The same goes for lasers: we talk about induced emission and all that, but we need to explain what that might actually represent – while avoiding the usual mumbo-jumbo about bosonic behavior and other useless generalizations of properties of actually matter- and light-particles that can be reasonably explained in terms of the structure of these particles – instead of invoking quantum-mechanical theorems or other dogmatic or canonical a priori assumptions.

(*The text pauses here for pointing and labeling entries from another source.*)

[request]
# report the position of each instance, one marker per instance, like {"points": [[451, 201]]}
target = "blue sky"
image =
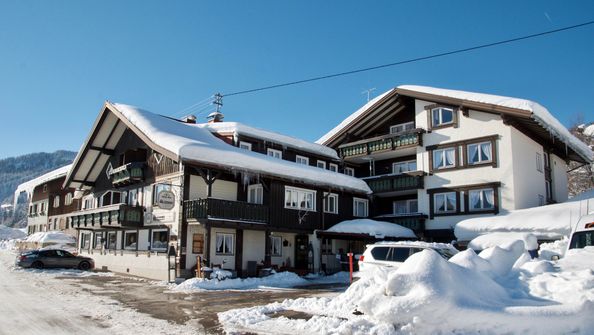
{"points": [[59, 60]]}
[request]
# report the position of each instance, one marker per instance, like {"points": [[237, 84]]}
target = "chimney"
{"points": [[215, 117]]}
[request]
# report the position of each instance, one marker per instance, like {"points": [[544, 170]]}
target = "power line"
{"points": [[481, 46]]}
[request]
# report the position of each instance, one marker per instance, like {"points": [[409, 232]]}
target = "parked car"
{"points": [[53, 258], [393, 254]]}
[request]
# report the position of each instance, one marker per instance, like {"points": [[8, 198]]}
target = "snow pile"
{"points": [[195, 144], [7, 233], [236, 128], [378, 229], [496, 292]]}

So, yes, it is going to be hard work – and I am not quite sure if I have sufficient time or energy for it. I will try, and so I will probably be offline for quite some time while doing that. Be sure to have fun in the meanwhile ! 🙂

Post scriptum: Perhaps I should also focus on converting some of my papers into journal articles, but then I don’t feel like it’s worth going through all of the trouble that takes. Academic publishing is a weird thing. Either the editorial line of the journal is very strong, in which case they do not want to publish non-mainstream theory, and also insist on introductions and other credentials, or, else, it is very weak or even absent – and then it is nothing more than vanity or ego, right? So I think I am just fine with the viXra collection and the ‘preprint’ papers on ResearchGate now. I’ve been thinking it allows me to write what I want and – equally important – how I want to write it. In any case, I am writing for people like you and me. Not so much for dogmatic academics or philosophers. The poor experience with reviewers of my manuscript has taught me well, I guess. I should probably wait to get an invitation to publish now.